代表 井本正恵
住所 品川区西品川2-13-4
TEL 03-3491-3361

品川区の三ツ木通り商店街にある井本商店さん。JR大崎駅、東急大井町線下神明駅、都営浅草線戸越駅などが利用でき、住宅と個人商店さんが混在している落ち着いた場所です。また、井本商店さんから三ツ木通り商店街を西へ行くと、戸越銀座商店街にも出られます。

こちらでお店を営む奥様にお話を伺ってきました。

お店の創業はいつ頃でしょうか?

お話を伺った奥様

奥様:はっきりはわかりませんが、だいたい昭和の初め頃だと思います。主人の父が子供の頃の話だと聞いています。ですから、三代目になりますね。

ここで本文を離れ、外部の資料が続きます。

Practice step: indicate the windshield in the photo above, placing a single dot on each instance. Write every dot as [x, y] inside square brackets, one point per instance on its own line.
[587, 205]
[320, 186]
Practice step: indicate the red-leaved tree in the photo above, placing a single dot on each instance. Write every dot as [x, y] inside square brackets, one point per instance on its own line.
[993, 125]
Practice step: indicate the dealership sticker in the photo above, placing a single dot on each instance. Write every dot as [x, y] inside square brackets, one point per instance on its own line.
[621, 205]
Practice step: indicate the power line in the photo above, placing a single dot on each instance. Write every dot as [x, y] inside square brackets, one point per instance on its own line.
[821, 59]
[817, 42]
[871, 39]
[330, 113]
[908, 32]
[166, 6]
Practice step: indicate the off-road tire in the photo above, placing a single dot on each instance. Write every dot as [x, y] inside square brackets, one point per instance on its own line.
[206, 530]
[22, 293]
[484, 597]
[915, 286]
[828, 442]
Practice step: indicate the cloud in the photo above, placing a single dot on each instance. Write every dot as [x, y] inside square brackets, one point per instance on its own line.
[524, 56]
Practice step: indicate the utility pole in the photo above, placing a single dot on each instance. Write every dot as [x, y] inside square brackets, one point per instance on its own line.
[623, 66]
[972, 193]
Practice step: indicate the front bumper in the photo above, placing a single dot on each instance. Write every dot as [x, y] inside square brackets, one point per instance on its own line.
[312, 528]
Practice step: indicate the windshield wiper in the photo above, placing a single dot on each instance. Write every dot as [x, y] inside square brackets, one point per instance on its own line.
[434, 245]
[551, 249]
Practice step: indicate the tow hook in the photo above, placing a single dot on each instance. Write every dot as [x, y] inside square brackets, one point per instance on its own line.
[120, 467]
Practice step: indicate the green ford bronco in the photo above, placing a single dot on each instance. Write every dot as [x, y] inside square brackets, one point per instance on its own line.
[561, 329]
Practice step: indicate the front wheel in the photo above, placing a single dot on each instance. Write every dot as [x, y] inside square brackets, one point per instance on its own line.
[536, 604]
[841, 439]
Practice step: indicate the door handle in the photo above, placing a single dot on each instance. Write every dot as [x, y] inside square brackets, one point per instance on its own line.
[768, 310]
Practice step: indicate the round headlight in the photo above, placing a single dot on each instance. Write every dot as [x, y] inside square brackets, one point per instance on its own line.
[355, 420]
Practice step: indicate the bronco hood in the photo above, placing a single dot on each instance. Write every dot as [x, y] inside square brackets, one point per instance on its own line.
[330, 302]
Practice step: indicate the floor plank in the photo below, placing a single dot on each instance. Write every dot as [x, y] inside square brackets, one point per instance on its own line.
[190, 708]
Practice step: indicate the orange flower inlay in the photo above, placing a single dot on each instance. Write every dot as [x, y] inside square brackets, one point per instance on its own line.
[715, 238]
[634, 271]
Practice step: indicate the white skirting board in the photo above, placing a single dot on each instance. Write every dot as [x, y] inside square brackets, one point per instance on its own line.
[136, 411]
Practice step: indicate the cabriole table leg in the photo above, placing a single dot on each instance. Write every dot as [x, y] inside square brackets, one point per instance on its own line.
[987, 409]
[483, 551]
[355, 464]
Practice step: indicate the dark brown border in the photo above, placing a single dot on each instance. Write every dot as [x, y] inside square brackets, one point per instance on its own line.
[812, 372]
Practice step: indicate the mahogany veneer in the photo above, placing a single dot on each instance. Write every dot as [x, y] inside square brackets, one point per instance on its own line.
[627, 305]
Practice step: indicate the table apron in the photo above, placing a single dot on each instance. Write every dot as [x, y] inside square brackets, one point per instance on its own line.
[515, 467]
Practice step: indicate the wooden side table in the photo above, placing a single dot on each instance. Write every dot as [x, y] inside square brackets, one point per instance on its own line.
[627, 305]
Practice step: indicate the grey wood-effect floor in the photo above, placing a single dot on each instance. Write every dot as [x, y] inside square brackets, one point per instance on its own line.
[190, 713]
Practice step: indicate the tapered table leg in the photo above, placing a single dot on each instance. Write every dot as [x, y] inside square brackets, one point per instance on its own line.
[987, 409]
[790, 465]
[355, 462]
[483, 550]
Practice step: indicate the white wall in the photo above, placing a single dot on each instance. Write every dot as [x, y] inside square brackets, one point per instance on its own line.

代々、父は外に働きに出て、母が店を見るという形になっているんです。結婚した当初は義父が品川区役所に勤めていて、義母ひとりで店を見ていたので、手伝いという形で入りました。

結婚する前は幼稚園の先生でしたから、商売は初めてで、最初は慣れませんでしたね。

もと幼稚園の先生なら、駄菓子を買いに来る子供さん相手はお得意でしょうね。

たばこ、文房具、雑貨、駄菓子のお店です。

奥様:そうですね。私が結婚した頃は、たばこの他に文房具と雑貨を置いていて、駄菓子はなかったんですが、義父が役所を退職した頃から駄菓子が少しずつ増えていきました。

今、駄菓子屋さん自体とても少なくなってきてますから、近くの小学生もですが、遠くから自転車に乗って買いに来てくれるお子さんもいます。

すぐそばに児童センターがあって、公園があって、うちがあるので、そこをぐるぐる回って、うちは遊び場の一部のようです(笑)。

親子二代でお店に来るお客様もいらっしゃるんじゃないですか?

たばこの陳列棚、右上の賞状は品川区からたばこ税の増収に寄与した感謝状です。

奥様:いますね。とても嬉しいですよ。ああ、もうお母さんになったんだ、とか。お子さんの成長は早いですよね。みるみるうちに大きくなります。

小さい頃はカウンターの下にあった頭がだんだん上がってきて、大きくなったねって思います。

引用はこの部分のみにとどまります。